There’s an article up at washoevalley.org about the early history of Washoe Valley. But it’s not just a regular article, it’s actually a reprint of an article that was written back in 1952. And the 1952 article quotes heavily from the Nevada State Journal from 1878. And it’s all looking back at the way the Valley was in the 1860s, before the V&T Railroad was built, when the Jumbo Grade was the best way to get ore down from Virginia City to be processed at the mills. Back then the Washoe Valley was one of the busiest places in the state of Nevada.
From the toll station, the Valley in the 1860’s appeared to be one long strip of industry. The great white-stone Ophir dominated the end of the causeway, and Dall’s Mill at Franktown sent forth columns of smoke from its “Barrel process” roasters. In and around Washoe City were eight more big quartz mills; the Atchison, the Manhattan, the New York, the North, the Buckeye, the Tomolee, the Napa and the Alfred. Still another, at the south end of the Valley, gave Mill City its name. The sawmills dotted the slopes on the west side of the Valley.
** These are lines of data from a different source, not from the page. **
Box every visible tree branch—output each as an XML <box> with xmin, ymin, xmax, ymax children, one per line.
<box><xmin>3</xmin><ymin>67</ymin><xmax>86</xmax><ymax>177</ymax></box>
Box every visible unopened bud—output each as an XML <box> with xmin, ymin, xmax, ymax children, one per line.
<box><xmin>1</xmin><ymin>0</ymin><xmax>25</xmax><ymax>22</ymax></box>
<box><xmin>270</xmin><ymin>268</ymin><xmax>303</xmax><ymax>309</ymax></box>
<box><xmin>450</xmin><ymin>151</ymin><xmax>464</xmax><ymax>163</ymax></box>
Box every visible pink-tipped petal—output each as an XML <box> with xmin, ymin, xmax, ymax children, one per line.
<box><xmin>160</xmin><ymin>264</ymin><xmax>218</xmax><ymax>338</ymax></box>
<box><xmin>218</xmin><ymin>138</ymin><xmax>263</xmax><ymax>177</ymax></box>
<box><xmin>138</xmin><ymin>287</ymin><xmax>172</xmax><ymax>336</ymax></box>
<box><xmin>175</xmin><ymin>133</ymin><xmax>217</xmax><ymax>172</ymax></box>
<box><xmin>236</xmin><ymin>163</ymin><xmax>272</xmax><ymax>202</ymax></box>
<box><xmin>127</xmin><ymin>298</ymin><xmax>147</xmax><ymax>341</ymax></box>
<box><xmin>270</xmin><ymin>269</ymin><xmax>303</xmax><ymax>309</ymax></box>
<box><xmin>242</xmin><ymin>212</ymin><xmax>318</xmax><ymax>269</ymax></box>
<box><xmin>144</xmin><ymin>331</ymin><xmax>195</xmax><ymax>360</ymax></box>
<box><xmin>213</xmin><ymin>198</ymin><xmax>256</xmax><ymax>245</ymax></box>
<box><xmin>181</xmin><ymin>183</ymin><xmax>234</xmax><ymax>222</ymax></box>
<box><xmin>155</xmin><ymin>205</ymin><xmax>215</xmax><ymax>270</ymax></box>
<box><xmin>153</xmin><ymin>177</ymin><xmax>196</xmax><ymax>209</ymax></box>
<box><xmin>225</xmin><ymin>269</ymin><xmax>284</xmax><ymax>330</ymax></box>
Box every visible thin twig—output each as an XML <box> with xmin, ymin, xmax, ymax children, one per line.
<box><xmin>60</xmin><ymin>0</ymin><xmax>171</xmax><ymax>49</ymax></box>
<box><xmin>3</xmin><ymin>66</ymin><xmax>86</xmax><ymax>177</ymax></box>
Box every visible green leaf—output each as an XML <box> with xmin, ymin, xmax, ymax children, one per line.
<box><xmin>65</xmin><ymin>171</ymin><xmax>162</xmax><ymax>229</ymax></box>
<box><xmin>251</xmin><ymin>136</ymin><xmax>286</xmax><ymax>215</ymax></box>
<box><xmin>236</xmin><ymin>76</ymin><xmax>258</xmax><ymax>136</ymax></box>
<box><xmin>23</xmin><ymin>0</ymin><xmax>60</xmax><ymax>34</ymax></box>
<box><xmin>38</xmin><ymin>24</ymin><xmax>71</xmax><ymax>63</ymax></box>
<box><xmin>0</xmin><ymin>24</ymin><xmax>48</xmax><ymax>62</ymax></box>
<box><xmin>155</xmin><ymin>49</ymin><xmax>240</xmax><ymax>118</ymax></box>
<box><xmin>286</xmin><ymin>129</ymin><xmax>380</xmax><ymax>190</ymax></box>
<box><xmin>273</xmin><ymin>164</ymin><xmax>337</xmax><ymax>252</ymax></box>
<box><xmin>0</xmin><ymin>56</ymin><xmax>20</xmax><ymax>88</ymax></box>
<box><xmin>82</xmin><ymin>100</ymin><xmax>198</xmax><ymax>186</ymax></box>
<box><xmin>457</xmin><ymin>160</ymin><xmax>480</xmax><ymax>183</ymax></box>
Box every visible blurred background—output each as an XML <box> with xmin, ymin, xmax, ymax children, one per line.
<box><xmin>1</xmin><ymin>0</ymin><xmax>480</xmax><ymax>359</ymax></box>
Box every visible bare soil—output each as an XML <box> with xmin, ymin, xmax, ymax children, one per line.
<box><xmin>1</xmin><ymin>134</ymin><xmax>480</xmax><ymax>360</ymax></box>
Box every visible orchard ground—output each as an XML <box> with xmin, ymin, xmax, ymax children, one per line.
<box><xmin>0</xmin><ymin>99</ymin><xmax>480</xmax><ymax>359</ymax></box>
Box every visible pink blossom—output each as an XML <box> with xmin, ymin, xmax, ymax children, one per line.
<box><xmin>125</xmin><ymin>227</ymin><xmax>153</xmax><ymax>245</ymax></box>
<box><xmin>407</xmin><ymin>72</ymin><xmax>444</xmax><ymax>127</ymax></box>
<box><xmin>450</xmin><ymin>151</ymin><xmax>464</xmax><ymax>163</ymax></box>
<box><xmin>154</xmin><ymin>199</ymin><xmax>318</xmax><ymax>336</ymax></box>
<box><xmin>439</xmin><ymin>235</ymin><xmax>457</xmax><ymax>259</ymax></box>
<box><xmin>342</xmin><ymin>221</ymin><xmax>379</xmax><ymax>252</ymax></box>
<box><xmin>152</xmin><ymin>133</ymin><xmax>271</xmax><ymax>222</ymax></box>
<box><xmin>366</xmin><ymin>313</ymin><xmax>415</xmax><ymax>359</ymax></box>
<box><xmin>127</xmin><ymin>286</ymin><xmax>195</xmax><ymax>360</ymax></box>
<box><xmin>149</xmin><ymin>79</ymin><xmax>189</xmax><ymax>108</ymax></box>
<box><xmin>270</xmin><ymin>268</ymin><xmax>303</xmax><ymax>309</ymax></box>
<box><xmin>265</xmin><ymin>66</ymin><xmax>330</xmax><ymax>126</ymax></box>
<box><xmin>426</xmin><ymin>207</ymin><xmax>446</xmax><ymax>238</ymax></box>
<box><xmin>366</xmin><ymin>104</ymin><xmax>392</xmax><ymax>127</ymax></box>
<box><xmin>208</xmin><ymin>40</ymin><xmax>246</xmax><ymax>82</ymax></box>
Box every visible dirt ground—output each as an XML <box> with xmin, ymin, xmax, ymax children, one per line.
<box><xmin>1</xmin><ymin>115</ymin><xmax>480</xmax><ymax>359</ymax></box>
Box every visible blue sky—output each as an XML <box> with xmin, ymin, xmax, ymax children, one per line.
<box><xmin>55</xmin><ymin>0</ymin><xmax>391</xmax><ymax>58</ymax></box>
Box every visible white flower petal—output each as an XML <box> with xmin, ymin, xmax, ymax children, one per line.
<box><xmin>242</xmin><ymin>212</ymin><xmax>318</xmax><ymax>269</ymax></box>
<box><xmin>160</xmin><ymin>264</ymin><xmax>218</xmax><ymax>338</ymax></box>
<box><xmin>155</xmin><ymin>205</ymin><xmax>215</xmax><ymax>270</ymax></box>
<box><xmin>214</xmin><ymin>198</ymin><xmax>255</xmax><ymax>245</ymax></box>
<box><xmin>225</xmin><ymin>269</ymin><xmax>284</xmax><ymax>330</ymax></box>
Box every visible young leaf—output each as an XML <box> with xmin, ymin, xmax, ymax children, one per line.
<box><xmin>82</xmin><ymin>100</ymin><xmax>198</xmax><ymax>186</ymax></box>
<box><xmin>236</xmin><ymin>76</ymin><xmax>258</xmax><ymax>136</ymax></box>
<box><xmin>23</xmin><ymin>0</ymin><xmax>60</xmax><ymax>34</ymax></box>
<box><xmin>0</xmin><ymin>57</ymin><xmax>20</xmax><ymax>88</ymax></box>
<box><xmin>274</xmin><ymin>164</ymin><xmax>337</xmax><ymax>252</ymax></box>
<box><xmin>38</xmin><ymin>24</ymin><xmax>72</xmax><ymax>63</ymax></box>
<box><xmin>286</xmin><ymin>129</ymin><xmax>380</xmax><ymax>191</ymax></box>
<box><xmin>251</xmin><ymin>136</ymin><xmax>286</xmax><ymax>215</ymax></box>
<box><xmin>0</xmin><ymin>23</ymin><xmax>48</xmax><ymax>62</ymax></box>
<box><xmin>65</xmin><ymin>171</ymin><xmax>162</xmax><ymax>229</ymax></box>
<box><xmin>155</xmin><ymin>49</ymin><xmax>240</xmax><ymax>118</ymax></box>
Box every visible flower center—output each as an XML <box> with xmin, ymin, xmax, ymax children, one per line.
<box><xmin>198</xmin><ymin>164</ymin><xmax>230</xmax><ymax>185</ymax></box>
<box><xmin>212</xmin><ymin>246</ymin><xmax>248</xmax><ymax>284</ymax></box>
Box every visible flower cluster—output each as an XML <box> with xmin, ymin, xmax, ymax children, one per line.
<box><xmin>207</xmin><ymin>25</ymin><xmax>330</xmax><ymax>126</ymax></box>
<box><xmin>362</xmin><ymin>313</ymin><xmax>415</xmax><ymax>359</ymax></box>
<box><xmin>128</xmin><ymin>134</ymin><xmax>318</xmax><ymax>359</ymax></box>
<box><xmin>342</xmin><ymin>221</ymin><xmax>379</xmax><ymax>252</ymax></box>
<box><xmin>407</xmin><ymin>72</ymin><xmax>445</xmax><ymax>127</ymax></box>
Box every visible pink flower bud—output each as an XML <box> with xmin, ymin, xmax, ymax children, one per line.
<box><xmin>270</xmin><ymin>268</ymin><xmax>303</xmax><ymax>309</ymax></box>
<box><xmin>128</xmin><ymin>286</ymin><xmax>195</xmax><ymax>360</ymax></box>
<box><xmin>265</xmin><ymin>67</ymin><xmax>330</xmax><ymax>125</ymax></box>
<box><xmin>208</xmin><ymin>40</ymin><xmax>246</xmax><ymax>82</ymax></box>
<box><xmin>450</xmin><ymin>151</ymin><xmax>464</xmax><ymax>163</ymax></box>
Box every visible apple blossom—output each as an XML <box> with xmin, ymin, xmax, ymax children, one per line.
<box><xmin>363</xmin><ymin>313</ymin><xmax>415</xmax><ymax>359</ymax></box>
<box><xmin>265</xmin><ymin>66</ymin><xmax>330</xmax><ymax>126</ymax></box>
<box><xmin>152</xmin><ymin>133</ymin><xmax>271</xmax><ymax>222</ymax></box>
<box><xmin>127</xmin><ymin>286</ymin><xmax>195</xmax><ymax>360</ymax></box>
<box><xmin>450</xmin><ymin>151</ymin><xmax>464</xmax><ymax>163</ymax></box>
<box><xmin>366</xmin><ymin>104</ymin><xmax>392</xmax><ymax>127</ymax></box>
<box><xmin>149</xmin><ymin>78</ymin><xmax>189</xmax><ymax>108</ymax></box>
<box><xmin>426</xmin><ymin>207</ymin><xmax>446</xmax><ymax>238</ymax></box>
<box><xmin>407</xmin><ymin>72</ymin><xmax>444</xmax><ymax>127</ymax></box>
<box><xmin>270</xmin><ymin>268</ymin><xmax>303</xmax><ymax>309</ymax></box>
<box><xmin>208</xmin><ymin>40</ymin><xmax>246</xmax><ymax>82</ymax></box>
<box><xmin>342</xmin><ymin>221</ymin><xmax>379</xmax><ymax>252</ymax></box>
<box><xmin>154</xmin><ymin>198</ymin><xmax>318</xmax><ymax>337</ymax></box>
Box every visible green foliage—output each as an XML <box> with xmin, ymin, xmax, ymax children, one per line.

The town swarmed over the flat, each one trying to out-do its neighbors in outward signs of prosperity, population and noise.
By the 1870s the mills had moved to the Carson River near Mound House, since the railroad could bring the ore there faster than a wagon could bring it to Washoe Valley. So the Valley settled into what it is today, a quiet place to settle down and relax for some, a speed bump on the way to somewhere else for others.